Love On Your Smart Phone: Popular Dating Apps Decoded
As a proponent of online dating, it’s a natural leap for me to be on board with dating apps. Admit it: before they existed you were painstakingly trying to check your OkCupid account on your smart phone, via a dozen slowly loading pages. Apps just mean you can respond to messages quicker, making for speedier interactions. But when it comes to the countless dating apps out there, there are dating apps and there are “dating” apps. Here they all are, decoded, so you can know which ones should be taking up space on your phone’s memory.
Swoon lets you find out which other users who are near you are interested in you, and lets them know the same about you. You make your decision anonymously so nobody feels completely rejected. The other user will not be notified of your interest unless they’ve “liked you” in return. You log into the app via Facebook, and once you see who is near you, you’re presented with a “stack” of photos—they’re like stats cards with the user’s face, first name, age, number of shared interests, and number of shared friends. If you don’t like them, “X” them out and they’re removed from the stack. If you do like them, you can check them green.
The pros of Swoon
The Internet has not gotten any safer, so it’s great that you can see what friends you have in common so you can determine if other users run in good circles. Having friends in common also gives you something to instantly talk about if you meet! Also, the app is about as user-friendly as can be.
The cons of Swoon
The information you get is very superficial. You can’t learn much about someone just from knowing they like to cook and ski—who doesn’t? And you only get to see one picture, which doesn’t give you the best idea of what the person looks like. Not to mention, users don’t get to write anything longer than a sentence, so you don’t get to learn about them through their writing style and grammar (how will you know if they know the difference between “your” and “you’re”?)
Tinder has gotten a reputation as being one of the “dating” apps. Translation: everybody on there is just looking to hook up, or exchange provocative photos. Tinder is also an app you use anonymously and that you log onto through your Facebook. It’s a location-based app that lets you peruse photos of users near you, and you can either “x” or “heart” users depending on your interest. When you “x” them a bold “NOPE” stamps over their face, and their photo is removed to make way for the next person. There is even a matchmaker feature, which allows you to suggest matches between two of your friends.
The pros of Tinder
It is again very user friendly, and the matchmaker tool is great because, should it be used on you, you know that you and the other user are both thought highly of by a common acquaintance. And if you happen to trust that acquaintance’s judgment, you feel more confident meeting your match. Another pro is that tons of people are on it, so the pool is large on there.
The cons of Tinder
That giant “NOPE” that is slapped onto anyone’s face who you’re not into—yeah, that thing is slapped onto YOURS sometimes! And that’s just depressing to think about. It also speaks to the app’s superficiality and I think only eggs users on to see it as a hookup site. It’s basically a “hot or not” rip off.
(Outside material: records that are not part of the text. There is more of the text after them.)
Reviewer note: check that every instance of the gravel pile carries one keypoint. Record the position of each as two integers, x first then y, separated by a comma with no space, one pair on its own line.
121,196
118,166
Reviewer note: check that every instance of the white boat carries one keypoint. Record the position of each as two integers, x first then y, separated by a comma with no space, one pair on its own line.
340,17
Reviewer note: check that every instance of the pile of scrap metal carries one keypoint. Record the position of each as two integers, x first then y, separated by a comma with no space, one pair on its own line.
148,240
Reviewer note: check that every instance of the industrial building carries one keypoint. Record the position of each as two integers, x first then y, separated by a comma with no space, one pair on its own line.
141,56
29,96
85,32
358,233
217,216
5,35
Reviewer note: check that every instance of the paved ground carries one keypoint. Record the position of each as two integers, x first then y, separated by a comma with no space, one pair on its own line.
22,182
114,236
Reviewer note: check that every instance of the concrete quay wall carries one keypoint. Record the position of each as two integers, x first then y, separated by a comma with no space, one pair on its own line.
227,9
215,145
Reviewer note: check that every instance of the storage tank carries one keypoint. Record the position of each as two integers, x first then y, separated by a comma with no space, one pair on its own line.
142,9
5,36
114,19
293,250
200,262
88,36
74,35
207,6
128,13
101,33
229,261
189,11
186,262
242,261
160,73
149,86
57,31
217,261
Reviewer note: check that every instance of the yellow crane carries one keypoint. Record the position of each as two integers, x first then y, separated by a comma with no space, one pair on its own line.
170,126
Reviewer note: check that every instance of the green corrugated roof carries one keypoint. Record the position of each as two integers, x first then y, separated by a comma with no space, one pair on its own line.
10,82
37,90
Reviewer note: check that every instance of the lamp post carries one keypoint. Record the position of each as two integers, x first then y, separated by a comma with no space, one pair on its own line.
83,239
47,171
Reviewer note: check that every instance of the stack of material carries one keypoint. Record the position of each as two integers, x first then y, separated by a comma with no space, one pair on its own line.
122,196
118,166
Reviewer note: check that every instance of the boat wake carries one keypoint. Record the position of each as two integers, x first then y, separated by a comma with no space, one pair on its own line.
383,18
A lot of app daters are comfortable with OkCupid because it is based on a legitimate and complete dating site. The app is just like using the site; you take quizzes for your profile, you can see who looks at your profile and send and receive private messages.
The pros of OkCupid Dating
There is an actual formula the service uses to determine matches for you and profiles can be far more in depth than on the other apps. It’s known to draw users looking for real relationships, more than the other apps. Finally, it’s just downright entertaining.
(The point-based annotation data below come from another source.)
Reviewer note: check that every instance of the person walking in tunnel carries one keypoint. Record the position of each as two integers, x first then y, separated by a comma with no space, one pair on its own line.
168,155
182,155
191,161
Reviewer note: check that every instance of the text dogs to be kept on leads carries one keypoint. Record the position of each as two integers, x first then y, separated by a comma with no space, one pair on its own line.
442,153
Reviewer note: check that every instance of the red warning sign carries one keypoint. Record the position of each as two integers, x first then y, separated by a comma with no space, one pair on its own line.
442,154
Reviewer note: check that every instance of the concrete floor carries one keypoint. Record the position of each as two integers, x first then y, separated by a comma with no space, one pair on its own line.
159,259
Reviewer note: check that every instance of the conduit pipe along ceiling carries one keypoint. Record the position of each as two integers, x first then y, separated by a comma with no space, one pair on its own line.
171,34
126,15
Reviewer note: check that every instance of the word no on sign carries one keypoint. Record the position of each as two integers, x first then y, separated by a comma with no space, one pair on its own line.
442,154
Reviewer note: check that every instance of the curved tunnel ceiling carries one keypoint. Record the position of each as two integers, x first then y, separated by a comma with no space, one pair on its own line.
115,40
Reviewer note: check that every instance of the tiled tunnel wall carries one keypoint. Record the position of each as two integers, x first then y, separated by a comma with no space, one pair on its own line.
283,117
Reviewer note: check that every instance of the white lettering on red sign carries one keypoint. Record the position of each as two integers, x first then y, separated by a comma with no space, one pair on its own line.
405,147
The cons of OkCupid Dating
The formula can be misleading—you can get your hopes up a little too high just because your quiz and somebody else’s matched up well. Also, if you don’t attend to it almost daily, you’ll stop receiving attention to your profile.
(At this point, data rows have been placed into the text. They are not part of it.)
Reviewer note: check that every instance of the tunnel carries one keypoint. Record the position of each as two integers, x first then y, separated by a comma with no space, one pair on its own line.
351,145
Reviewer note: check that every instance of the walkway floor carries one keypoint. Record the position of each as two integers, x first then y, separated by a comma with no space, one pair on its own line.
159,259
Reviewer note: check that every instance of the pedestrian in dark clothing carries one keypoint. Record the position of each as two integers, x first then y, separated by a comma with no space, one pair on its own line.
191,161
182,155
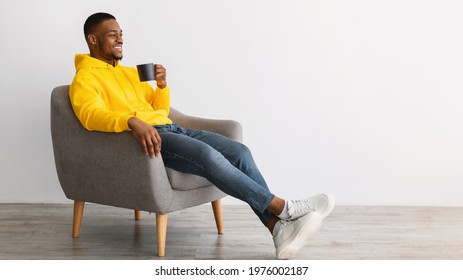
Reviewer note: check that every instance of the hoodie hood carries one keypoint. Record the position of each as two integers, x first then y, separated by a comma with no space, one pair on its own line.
86,61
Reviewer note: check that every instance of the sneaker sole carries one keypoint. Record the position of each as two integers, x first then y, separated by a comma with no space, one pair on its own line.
303,236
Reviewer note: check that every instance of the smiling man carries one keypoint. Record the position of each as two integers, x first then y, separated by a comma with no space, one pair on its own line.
109,97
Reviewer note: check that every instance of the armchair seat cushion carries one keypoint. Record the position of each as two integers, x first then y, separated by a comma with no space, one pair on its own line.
184,182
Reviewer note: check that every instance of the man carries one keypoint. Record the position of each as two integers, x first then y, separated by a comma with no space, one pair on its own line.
109,97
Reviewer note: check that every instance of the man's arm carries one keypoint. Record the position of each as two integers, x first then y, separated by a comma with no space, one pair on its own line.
90,108
146,135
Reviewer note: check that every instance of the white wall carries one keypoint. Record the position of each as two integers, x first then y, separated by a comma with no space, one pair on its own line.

Skout wasn’t created as a dating app. In fact, the company calls itself, “The global network for meeting people.” But, we all know what that becomes once you toss a social app on the Internet. It’s another app you can connect to through Facebook, but aren’t required to. You’re given the option to “add friends from Facebook” and when you do, they’re notified that you’re now on Skout too. Skout presents you with photos of users in your city, rather than finding ones in actual close proximity to you and engagement is based primarily on inbox messages.
The pros of Skout
The fact that the app doesn’t pick up on users actually near you at the moment is perhaps a pro in that it makes the app seem less like a hook up app. And, since it does market itself as a place to find connections of any kind, including friends, there are a few less creepsters on there than on other apps.
The cons of Skout
The app can get annoying, making a noise every time anything happens at all. There are also multiple steps to set it up, which can try your patience. On top of that, there are a lot of ads.
Honorable mention: EHarmony
The EHarmony app has almost all the same features as the actual website. You can view complete profiles, and even make adjustments to yours right from your phone. However, sometimes the app is behind on updates, like how long it’s been since someone has checked their profile, and it can even be slow on delivering you messages. EHarmony is also a heavy-writing site, where there are a lot of messages being sent back and forth and long form questions to answer, and typing from your phone can be a hassle. But, EHarmony does have a reputation for making the best matches, and for having the most users who are looking for committed relationships.
Honorable mention: HowAboutWe
You’ve probably noticed ads for this app showing up on your Facebook sidebar. The app is unique in that it’s intended to have you on real life dates as soon as possible, instead of just sending messages for days or even months. All users must post a date they’d like to go on—these range from a walk on the beach to a moonlight dinner cruise—and you can browse the dates to find ones that interest you. From there, you connect with the person who suggested it and set up a time to go on that date. This is great for those tired of lengthy online “courting,” but perhaps intimidating for those who want the security of “getting to know someone” before meeting up.